New Market Restrictions Not Expected to have Effect on ODI Pharma’s Sales
The Polish medical cannabis market has shown strong growth since 2017, albeit from low levels. Nevertheless, 2023 was a breakout year, when approximately 4,600 kg of medical cannabis was sold in the country, compared to approximately 1,200 kg in 2022 and 400 kg in 2021. For 2024, the demand for medical cannabis was estimated at approximately 6,000 kg at the beginning of the year, which also set the import quota for the year. However, due to high demand, the quota was reached with several months remaining in the year, prompting a near doubled quota for 2025 to approximately 11,300 kg – this figure reflects the Polish government’s estimation of annual demand for medical cannabis. Consequently, the market remains in a phase of strong growth with increasing demand, which ODI Pharma is expected to capitalize on.
However, the rapid market growth has raised concerns from Poland’s Ministry of Health regarding non-medical use following many prescriptions from online clinics. Since November 2024, new regulations which states that private clinics can no longer offer remote consultations for cannabis prescriptions, and that national health physicians only can provide remote consultations and prescriptions for patients who have previously had an in-person consultation.
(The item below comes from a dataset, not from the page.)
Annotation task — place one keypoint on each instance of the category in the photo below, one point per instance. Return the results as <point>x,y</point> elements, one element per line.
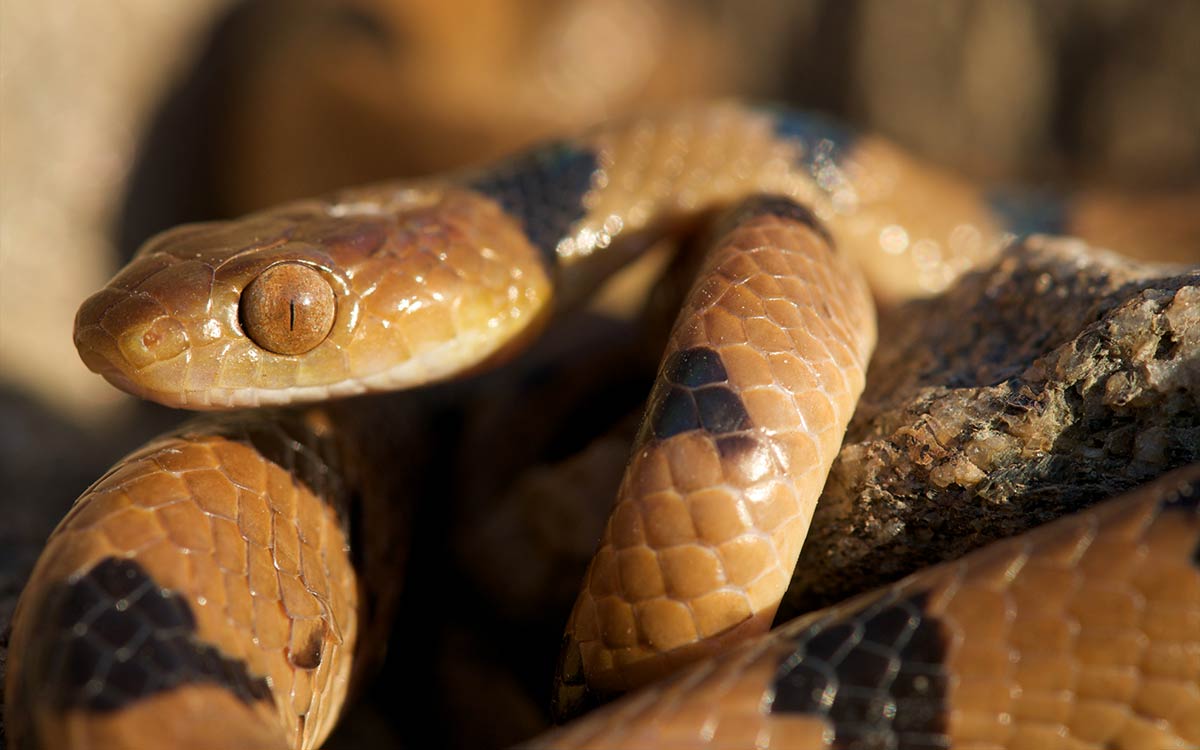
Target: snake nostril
<point>162,340</point>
Nevertheless, Analyst Group do not expect the new regulations to have any effects on ODI Pharma’s business, as the Company’s business model does not rely on online clinics. Even though the overall market growth is expected to slow down, as already seen in prescription numbers which has decreased from 68,000 in October to 28,000 in December 2024, this is expected to harm competitors and make ODI Pharma gain market share. The Company has an exclusive collaboration agreement with Synoptis Pharma, part of the NEUCA group, a market leader in the wholesale distribution of pharmaceutical products in Poland and has approx. a 30% market share in all pharmaceutical sales in Poland, which is why we view the news positively from ODI Pharma’s perspective.
To summarize, Analyst Group views the second quarter as a transitional period, where sales were limited by import restrictions that have been lifted after the turn of the year. Going forward, we expect momentum to pick up for ODI Pharma, as the polish market experiences rapid growth, which ODI Pharma is expected to capitalize on through the collaboration agreement with Synoptis Pharma, a market leading pharmaceutical brand in the polish market.
We will return with an updated equity research report of ODI Pharma.